For several years, the Medicaid program in New York has been converting from a largely fee-for-service payment model to a managed care model. The DOH has been migrating Medicaid recipients needing long term care services, such as LHCSA services, to managed long term care plans (MLTCP), private organizations that receive Medicaid funds and then contract with providers to provide covered services to recipients.  In the aftermath of this mass migration, MLTCPs have been inundated with requests from LHCSAs to become contracted providers, with some MLTCPs having contracts with 100 or more LHCSAs. The new law authorizes the DOH Commissioner, as of Oct. 1, to limit the number of LHCSAs with which a MLTCP can contract. Factors that will go into the calculation of the maximum number of contracts include the region served by the MLTCP and the number of enrollees in the MLTCP. The DOH Commissioner can increase a MLTCP’s maximum number of contracted LHCSAs, on a county by county basis, if the increase is necessary to ensure adequate access to services in the area, including but not limited to special needs services, and services that are culturally and linguistically appropriate, or to avoid disruption of services in the area.

Conclusion

These new budget law requirements clearly seek to encourage a major consolidation among LHCSAs, improvements in the quality and availability of LHCSA services, and cost savings to the Medicaid program. As the DOH issues implementing regulations, and MLTCPs begin reducing their contracted LHCSAs, there are likely to be many more mergers of LHCSAs. Smaller LHCSAs may be forced out of business due to being terminated by MLTCPs, or due to their inability or unwillingness to meet the new cost report and registration requirements.

However, there is some confusion. The wording of the law in one section appears to have the moratorium apply to new applications for licensure, but then included among the three narrow exceptions is a transfer of ownership of an existing LHCSA that has been licensed and operating for a minimum of five years “for the purpose of consolidating ownership of two or more [LHCSAs].” The DOH Moratorium Guidance gives as an example of a nonqualifying change in ownership application: “A partial change in ownership requiring Public Health & Health Planning Council approval.” If that is the case, the DOH’s interpretation of the law will create significant burdens for the current owners of LHCSAs. PHL Section 3611-a requires PHHPC approval if a LHCSA proposes to transfer, assign or otherwise dispose of 10 percent or more of its ownership interest. Any proposed transfers of ownership interests of 10 percent or more, unless they occur within the narrow context of the aforementioned merger exception, would thus appear to be prohibited until the moratorium expires. Yet transfers of less than 10 percent only require notice to the PHHPC, although PHL Section 3611-a(1)(c)(ii) gives the PHHPC authority to bar even a less than 10 percent transaction if it gives specific reasons therefor. Are transfers of less than 10 percent barred by the moratorium?

There are other anomalies. According to the DOH moratorium guidance, if an owner dies, the owner’s estate will not be able to dispose of the owner’s interest until the moratorium expires or “the state takes definitive action to revoke the license,” unless the disposition takes place in the context of an excepted merger. If two LHCSAs wish to merge, but each has been in operation for less than five years, the moratorium prohibits such a merger.

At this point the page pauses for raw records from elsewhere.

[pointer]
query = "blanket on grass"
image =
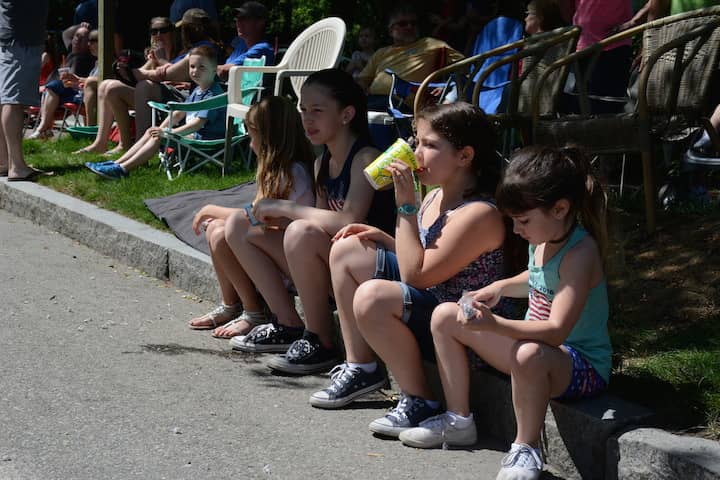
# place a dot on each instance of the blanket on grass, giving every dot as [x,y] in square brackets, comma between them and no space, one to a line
[178,210]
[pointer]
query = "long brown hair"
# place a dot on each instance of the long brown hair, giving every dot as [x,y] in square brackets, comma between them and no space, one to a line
[282,142]
[463,124]
[539,176]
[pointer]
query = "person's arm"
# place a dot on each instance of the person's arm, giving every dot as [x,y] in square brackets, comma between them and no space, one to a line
[580,271]
[208,213]
[355,209]
[173,72]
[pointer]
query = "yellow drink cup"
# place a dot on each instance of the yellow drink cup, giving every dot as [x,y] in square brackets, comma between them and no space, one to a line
[376,172]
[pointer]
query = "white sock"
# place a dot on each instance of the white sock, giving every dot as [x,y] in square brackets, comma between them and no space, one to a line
[365,367]
[460,421]
[432,403]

The LHCSA landscape is about to undergo significant changes in the near future, and the implementation of this new state policy seeking to consolidate and reduce the number of LHCSAs will present challenges to the DOH, the LHCSA industry, MLTCPs and other payors, and patients. There also will likely be a number of challenges to the law and the DOH’s interpretation of the law.

Francis J. Serbaroli is a shareholder in Greenberg Traurig and the former vice-chair of the New York State Public Health Council.